The scientists detailed the development and testing of the treatment, CPD1, in a study that also shed light on the molecular mechanisms through which the new therapy exerts its effects, setting it apart from conventional PDE5 inhibitors currently approved for PAH.
“This study provides comprehensive preclinical evidence that the novel PDE5 inhibitor CPD1 is a potent therapeutic candidate for PAH,” the researchers wrote.
The study, “The novel PDE5 inhibitor CPD1 attenuates pulmonary arterial hypertension through dual modulation of cGMP and TRPM8-mediated pathways,” was published in Bioorganic Chemistry.
Enzyme blockers
PAH is marked by abnormally high pressure in the vessels that carry blood from the heart to the lungs. This puts strain on the right side of the heart, which is responsible for pumping blood to the lungs.
Several approved PAH treatments, including Adcirca (tadalafil) and Revatio (sildenafil), work by inhibiting the activity of the PDE5 enzyme. Blocking this enzyme leads to an increase in levels of the signaling molecule cyclic guanosine monophosphate (cGMP), which in turn causes blood vessels to relax and widen, decreasing blood pressure.

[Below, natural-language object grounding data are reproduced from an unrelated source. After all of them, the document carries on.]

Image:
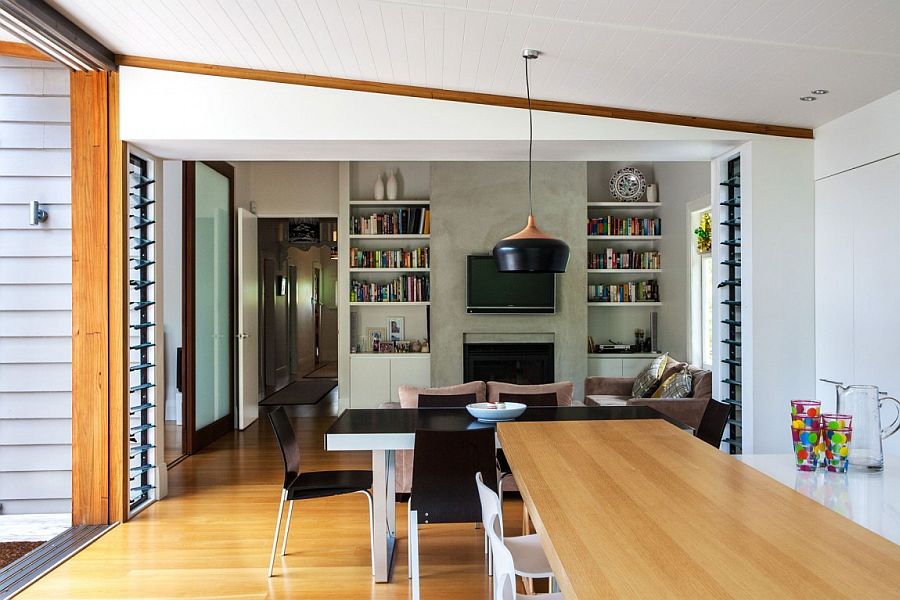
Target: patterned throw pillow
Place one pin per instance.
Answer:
(677, 385)
(649, 378)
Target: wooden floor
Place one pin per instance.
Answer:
(211, 537)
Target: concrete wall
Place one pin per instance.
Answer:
(35, 289)
(474, 205)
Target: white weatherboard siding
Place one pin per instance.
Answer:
(35, 290)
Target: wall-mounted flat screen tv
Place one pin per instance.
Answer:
(490, 291)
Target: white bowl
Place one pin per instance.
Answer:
(487, 412)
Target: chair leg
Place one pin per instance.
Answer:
(526, 526)
(414, 552)
(287, 527)
(277, 530)
(371, 527)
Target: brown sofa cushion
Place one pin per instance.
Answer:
(606, 400)
(446, 400)
(562, 389)
(409, 395)
(545, 399)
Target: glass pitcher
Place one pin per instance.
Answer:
(864, 403)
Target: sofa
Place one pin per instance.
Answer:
(484, 392)
(616, 391)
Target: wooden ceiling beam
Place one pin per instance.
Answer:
(20, 50)
(376, 87)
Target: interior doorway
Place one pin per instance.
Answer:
(298, 307)
(208, 373)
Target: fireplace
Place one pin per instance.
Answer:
(524, 364)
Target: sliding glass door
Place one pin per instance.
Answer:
(209, 290)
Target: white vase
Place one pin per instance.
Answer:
(379, 187)
(391, 186)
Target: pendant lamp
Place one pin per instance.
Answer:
(531, 250)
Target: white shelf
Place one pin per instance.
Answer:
(390, 354)
(617, 271)
(628, 205)
(623, 354)
(390, 303)
(390, 270)
(398, 236)
(625, 238)
(391, 203)
(622, 304)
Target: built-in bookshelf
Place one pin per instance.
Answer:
(388, 272)
(623, 259)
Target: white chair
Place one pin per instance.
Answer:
(527, 555)
(505, 569)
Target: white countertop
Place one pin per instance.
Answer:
(869, 499)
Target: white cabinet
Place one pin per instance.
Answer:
(374, 378)
(618, 365)
(409, 370)
(858, 279)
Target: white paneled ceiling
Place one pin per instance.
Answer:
(749, 60)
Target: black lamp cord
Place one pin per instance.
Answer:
(530, 139)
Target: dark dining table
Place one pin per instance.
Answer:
(383, 431)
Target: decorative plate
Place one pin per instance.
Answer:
(628, 184)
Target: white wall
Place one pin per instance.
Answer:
(858, 250)
(289, 189)
(680, 184)
(35, 289)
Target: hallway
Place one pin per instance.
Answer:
(211, 537)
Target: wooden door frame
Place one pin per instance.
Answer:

Both Adcirca and Revatio have been proven to help improve exercise ability in people with PAH. But they have a major drawback: Their active ingredients don’t dissolve very well in water, which can make it harder for them to be effectively absorbed by the body.
Seeking to address this issue, the team created a PDE5 inhibitor that would more easily dissolve in water.
Results from rat experiments showed that CPD1 decreased pressure in the lungs’ vessels and reduced signs of strain on the right side of the heart. These effects were achieved with a lower dose than what would typically be needed with Adcirca, the researchers noted.
The scientists also found that their PDE5 inhibitor might exert effects beyond the well-described cGMP-mediated pathway. For example, they found that, in addition to activating that pathway, CPD1 treatment led to an increase in the levels of a protein called transient receptor potential melastatin-8 (TRPM8) in blood vessel cells. This protein is known to help promote blood vessel relaxation, and previous studies have shown that TRPM8 levels are abnormally low in PAH.
“Our findings position CPD1 not merely as a more soluble PDE5 inhibitor but as a first-in-class agent that simultaneously modulates the cGMP pathway and the TRPM8 channel, offering a promising new therapeutic strategy … in PAH,” the researchers wrote.